BUG/MINOR: quic: Too shord datagram during O-RTT handshakes (aws-lc only)
By "aws-lc only", one means that this bug was first revealed by aws-lc stack.
This does not mean it will not appeared for new versions of other TLS stacks which
have never revealed this bug.
This bug was reported by Ilya (@chipitsine) in GH #2657 where some QUIC interop
tests (resumption, zerortt) could lead to crash with haproxy compiled against
aws-lc TLS stack. These crashed were triggered by this BUG_ON() which detects
that too short datagrams with at least one ack-eliciting Initial packet inside
could be built.
<0>2024-07-31T15:13:42.562717+02:00 [01|quic|5|quic_tx.c:739] qc_prep_pkts():
next encryption level : qc@0x61d000041080 idle_timer_task@0x60d000006b80 flags=0x6000058
That said everything was correctly done by qc_prep_ptks() to prevent such a case.

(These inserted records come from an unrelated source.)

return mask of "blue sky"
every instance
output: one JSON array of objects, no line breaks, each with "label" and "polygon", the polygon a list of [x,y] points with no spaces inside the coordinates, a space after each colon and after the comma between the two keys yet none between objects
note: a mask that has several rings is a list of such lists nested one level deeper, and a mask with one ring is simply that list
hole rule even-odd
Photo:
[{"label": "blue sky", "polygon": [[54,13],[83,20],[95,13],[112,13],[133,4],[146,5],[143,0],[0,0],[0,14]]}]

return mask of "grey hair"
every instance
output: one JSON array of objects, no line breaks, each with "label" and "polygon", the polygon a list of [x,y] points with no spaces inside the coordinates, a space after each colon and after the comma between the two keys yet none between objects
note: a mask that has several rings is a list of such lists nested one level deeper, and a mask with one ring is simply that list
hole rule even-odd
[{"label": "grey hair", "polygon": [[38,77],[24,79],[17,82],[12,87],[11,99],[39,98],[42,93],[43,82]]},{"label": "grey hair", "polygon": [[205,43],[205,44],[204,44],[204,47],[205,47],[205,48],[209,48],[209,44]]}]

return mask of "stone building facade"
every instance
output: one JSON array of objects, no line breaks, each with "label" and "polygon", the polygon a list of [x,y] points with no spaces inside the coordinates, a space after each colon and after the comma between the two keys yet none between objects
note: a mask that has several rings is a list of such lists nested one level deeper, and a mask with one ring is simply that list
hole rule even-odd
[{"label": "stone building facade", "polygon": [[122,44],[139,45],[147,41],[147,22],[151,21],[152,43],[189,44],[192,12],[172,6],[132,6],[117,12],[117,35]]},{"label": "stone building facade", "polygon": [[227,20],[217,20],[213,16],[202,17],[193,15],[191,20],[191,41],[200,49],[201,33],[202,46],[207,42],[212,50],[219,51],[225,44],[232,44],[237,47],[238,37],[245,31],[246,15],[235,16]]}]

But this relied on the hypothesis that the list of encryption levels it used
was always built in the same order as follows for 0-RTT sessions:
initial, early-data, handshake, application
But this order is determined but the order the TLS stack derives the secrets
for these encryption levels. For aws-lc, this order is not the same but
as follows:
initial, handshake, application, early-data
During 0-RTT sessions, the server may have to build three ack-eliciting packets
(with CRYPTO data inside) to reply to the first client packet: initial, hanshake,
application. qc_prep_pkts() adds a PADDING frame to the last built packet
for the last encryption level in the list. But after application level encryption,
there is early-data encryption level. This prevented qc_prep_pkts() to build
a padded applicaiton level last packet to send a 1200-bytes datagram.
To fix this, always insert early-data encryption level after the initial
encryption level into the encryption levels list when initializing this encryption
level from quic_conn_enc_level_init().